The producers within the film are insanely casual about each loss to the cast and crew, and are always ready almost immediately to insert an even less talented replacement. Even with the film, this is not unnoticed. The editor asks his producer at one point, “Where do you find these people?” One can only imagine the ultimate horrid end product of these recasts, as the film they are making is seen to be ridiculous from the start, though only slightly less silly than the “real world” the film proper projects.

I like that when a new editor is brought in to complete the film, he consults the index of a textbook on film editing for help while working on a scene which contains a tarantula. “Ah, here it is. Tarantulas and film editing.” Of course, he is about to be attacked by one of those very same spiders just before the killer feeds his guts through the editing machine, but at least he had the right book at hand.

The Editor hits the ground running with outlandish lines, both in the film they are making, and in the world in which the story exists. The big gimmick here is that the entire movie is dubbed poorly intentionally so it plays like the real giallo films are in actuality. The actors give straight-faced line readings of dialogue like "And if you scared me to death — the lead actor — how then would the film be finished?" and "I’ve heard these old studios are full of ghosts, and I’ll be damned if I’m gonna let myself see one!," and they get away with it. And the lines keep coming, left and right, straight through to the end of the picture.
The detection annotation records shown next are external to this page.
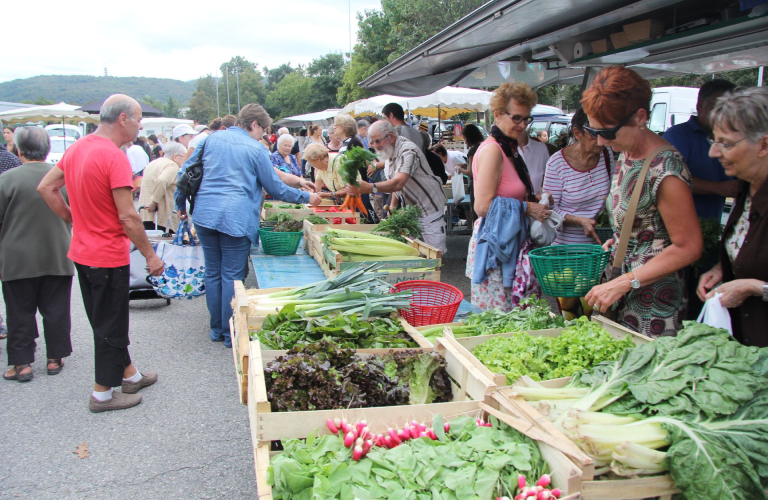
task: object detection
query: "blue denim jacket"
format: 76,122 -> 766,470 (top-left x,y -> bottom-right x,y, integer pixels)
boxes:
175,127 -> 309,244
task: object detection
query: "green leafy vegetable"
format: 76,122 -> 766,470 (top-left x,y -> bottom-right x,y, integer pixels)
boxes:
252,306 -> 419,350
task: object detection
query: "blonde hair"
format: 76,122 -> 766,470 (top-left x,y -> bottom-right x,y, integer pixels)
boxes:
333,115 -> 357,137
304,143 -> 328,161
491,82 -> 539,113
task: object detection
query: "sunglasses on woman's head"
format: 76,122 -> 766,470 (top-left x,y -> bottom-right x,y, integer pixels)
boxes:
584,109 -> 639,141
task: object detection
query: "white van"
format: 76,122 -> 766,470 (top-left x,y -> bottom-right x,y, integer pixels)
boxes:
648,87 -> 699,134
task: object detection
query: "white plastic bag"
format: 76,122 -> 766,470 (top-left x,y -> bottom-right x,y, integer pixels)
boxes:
451,173 -> 466,203
529,193 -> 563,247
696,292 -> 733,335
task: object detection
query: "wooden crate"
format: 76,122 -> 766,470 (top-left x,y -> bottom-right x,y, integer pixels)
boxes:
248,384 -> 582,500
491,377 -> 680,500
438,316 -> 653,387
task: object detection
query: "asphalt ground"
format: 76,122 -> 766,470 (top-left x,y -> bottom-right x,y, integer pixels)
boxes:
0,231 -> 552,500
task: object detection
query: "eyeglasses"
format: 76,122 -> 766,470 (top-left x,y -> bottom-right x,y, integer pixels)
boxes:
503,111 -> 533,125
712,137 -> 746,151
584,109 -> 639,141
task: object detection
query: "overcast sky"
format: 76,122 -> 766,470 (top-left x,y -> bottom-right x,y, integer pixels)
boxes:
0,0 -> 381,82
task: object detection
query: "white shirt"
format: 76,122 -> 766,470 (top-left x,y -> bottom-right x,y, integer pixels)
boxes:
125,144 -> 149,174
445,151 -> 467,176
519,139 -> 549,194
189,130 -> 210,148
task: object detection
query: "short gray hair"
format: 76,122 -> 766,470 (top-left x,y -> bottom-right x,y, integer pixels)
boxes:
163,142 -> 187,160
277,133 -> 293,146
710,87 -> 768,144
368,120 -> 398,138
13,127 -> 51,161
99,99 -> 133,124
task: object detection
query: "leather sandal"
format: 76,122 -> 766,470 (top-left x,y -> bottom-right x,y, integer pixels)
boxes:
47,359 -> 64,375
3,364 -> 35,382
It’s a world where the fraternity of men is far more important to the characters than their relationships with their women. When one character attempts intercourse with another’s wife right in front of him, but then has to leave, he gets up, pats the husband on the shoulder, and says “Sorry about that. Bye” A casual crossing of mutual paths in the locker room ends with "That’s an excellent penis you have.”

And then there are the slaps, the truest sign that you are in a film from the 1970s. In The Editor, they are almost always to the face of women, and the women generally respond with passion, tacit acceptance of their fate, or both. In a brilliant bit of satire in a restaurant, Rey’s wife starts reprimanding him, and her raised voice brings to Rey the unforgiving glares of nearly everyone else in the room, especially the women, for not keeping his own woman in line. Then Inspector Porfiry unexpectedly springs into the room, slaps Rey's wife twice, and tells Rey to not make Porfiry slap Rey instead. "A man slapping a man, imagine that,” he says. And then Rey’s wife agrees with him. "He’s right. What am I supposed to do, slap myself?"

It’s a hard act to maintain faithfully, however, and points to how thin the material within the giallo realm can wear even to adherents. References to Argento’s Three Mothers Trilogy start to drift into The Editor, in much the same way that Argento drifted away from the giallo form into supernatural horror only to wander back here and there. Black magic books and spells in Latin appear, and the film leaves earthbound concerns for quick excursions into a dream-state netherworld. They also go Canadian instead of Italian briefly in their allusions when they work in what has to be a riff on Videodrome, even though Cronenberg’s twisted classic has nothing whatsoever to do with giallo.

The mocking but loving tone is maintained almost perfectly throughout, backed up by some surprising and eye-popping visuals. The blood and gore expected in such an exercise is in abundance, as are ample amounts of nudity for both sexes. The special effects work is outstanding and seamless, especially given that it is working within multiple levels of existence (and therefore, excellence) within the film.

In the end, while The Editor is miles apart in style from the other films I mentioned at the start of this article, it is more than their equal in paying tribute to the same crazed cult subgenre. That it is also one of the funniest films I have seen in recent years is a delightful bonus.